THE OLYMPIC GAMES: The First 1,166 Years a 60-minute presentation by Anthony F. Milavic, takes its audience back to the birthplace of the Olympic Games. Experience a pictorial journey through the evolution and conduct of those Games, in which a cook, a princess, and a corpse were crowned champions and champions became heroes and even gods.
The birthplace, located in the Valley of Olympia in the Greek Peloponnese, is richly described with maps and photography. Recent photos are paired with those of a scale-model recreation for a then-and-now comparison of the world’s first Olympic Village. Milavic goes on to demonstrate how the temples, statues, and monuments of the religious sanctuary influenced the athletic contests. The athletic and support facilities of this ancient site are also shown and explained.

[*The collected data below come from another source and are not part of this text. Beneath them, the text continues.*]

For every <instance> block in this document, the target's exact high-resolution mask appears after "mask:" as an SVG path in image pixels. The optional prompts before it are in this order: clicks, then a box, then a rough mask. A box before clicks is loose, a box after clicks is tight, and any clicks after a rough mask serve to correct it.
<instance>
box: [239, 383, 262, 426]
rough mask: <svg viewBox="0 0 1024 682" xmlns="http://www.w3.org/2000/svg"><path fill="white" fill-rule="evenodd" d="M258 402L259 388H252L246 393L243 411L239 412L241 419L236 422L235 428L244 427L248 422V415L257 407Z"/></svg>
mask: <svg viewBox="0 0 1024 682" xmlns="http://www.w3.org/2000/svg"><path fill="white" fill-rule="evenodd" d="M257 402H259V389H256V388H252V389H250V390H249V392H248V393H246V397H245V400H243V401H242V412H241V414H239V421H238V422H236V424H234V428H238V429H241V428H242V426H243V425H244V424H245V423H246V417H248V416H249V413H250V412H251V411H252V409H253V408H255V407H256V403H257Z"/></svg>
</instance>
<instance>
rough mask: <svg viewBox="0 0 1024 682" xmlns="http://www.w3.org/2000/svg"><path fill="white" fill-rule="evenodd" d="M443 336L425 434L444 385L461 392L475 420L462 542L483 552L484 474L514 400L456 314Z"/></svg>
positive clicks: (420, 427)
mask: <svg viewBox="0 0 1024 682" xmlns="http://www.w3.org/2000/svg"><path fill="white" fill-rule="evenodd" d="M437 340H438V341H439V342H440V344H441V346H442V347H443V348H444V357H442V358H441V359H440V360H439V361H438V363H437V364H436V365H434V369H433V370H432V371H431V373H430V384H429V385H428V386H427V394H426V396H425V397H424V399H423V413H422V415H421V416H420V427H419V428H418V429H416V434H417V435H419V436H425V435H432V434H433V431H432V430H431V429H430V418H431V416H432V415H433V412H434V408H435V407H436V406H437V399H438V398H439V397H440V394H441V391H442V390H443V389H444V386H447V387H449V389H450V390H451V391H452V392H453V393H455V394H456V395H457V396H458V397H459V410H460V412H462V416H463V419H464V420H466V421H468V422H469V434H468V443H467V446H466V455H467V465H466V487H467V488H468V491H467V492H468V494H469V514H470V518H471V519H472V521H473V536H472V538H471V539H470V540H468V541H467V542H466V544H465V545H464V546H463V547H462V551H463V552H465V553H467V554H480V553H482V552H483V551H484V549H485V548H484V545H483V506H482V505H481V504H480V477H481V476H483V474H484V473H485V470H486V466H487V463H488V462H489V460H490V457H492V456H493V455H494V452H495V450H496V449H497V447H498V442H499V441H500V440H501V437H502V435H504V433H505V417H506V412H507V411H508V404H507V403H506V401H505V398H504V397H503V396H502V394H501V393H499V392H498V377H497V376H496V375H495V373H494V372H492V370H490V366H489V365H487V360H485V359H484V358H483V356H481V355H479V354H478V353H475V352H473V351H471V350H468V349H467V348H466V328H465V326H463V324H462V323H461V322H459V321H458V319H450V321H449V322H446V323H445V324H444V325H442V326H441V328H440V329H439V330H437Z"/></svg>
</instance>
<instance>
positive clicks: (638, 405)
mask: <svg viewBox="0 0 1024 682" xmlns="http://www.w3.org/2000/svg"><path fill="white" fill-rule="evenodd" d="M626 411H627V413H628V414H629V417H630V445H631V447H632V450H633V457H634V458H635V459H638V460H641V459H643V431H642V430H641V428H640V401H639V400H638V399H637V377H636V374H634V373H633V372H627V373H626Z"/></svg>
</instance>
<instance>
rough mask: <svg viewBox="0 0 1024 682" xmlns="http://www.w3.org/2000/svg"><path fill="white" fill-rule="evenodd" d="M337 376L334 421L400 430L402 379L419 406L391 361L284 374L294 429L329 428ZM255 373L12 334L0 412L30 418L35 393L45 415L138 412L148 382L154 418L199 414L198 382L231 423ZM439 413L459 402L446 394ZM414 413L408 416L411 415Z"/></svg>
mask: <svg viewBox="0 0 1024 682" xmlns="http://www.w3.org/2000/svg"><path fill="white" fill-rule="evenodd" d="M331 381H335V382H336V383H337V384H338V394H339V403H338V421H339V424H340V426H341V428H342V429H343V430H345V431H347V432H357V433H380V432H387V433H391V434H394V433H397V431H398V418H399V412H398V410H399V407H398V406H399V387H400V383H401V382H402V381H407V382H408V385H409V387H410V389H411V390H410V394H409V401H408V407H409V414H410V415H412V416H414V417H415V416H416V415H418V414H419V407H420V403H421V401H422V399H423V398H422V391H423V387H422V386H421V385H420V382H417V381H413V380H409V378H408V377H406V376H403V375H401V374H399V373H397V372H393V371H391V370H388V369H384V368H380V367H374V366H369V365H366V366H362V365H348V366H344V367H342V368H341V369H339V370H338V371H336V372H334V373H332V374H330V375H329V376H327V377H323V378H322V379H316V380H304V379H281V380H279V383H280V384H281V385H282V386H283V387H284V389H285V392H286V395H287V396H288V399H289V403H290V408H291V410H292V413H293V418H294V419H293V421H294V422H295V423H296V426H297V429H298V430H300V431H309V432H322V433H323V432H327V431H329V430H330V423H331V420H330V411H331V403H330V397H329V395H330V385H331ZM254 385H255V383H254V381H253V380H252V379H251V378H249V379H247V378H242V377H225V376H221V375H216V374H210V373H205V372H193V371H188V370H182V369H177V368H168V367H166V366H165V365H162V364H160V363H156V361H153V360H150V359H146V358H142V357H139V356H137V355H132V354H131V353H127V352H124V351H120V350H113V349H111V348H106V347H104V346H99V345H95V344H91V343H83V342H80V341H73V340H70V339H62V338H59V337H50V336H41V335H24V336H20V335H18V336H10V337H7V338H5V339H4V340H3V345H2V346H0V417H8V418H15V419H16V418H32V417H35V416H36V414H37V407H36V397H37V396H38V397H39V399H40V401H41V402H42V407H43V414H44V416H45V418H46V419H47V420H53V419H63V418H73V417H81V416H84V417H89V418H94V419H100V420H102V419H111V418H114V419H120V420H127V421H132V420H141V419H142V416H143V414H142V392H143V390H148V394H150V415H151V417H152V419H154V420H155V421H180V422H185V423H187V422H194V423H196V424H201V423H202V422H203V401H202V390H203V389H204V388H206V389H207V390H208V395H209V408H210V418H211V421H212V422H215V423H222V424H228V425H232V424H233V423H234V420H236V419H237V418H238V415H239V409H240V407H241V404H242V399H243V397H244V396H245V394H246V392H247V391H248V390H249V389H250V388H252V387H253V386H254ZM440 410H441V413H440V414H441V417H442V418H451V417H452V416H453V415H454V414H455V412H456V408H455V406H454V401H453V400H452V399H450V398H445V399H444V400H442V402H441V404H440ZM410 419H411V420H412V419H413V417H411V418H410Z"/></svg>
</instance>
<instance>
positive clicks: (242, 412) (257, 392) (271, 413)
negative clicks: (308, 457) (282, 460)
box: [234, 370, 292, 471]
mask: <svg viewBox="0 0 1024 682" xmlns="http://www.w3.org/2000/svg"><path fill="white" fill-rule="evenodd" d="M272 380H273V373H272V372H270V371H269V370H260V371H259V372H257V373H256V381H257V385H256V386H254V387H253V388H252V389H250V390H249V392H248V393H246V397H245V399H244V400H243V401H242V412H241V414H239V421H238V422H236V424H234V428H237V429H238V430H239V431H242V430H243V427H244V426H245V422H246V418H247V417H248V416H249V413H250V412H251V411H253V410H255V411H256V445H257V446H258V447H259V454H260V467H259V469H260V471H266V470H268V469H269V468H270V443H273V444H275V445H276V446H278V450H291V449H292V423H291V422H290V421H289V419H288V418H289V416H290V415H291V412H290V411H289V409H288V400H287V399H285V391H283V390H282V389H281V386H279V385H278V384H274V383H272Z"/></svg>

Milavic traces the Games to their roots in funeral games, religion, and other facets of Greek culture from the earliest of times. The evolution and conduct of the Olympic Games, from a one-day local event to a five-day Greece-wide festival, is described and illustrated with imagery on ancient figure-vases, statuary, rare coins--including coins depicting unique information on the conduct of ancient Games--and other artifacts, with modern-day drawings and artwork complementing the antiquities. Running, boxing, wrestling, and the discus are some of the familiar events included in this lecture. However, more-unusual ancient sports are also described: the pankration, in which a corpse was once crowned the winner; the long jump in which the athlete carried weights; the javelin with finger thong; the two-mule cart race; and the ride-and-run horse race. The reality and myth of the Olympic prize concludes this journey.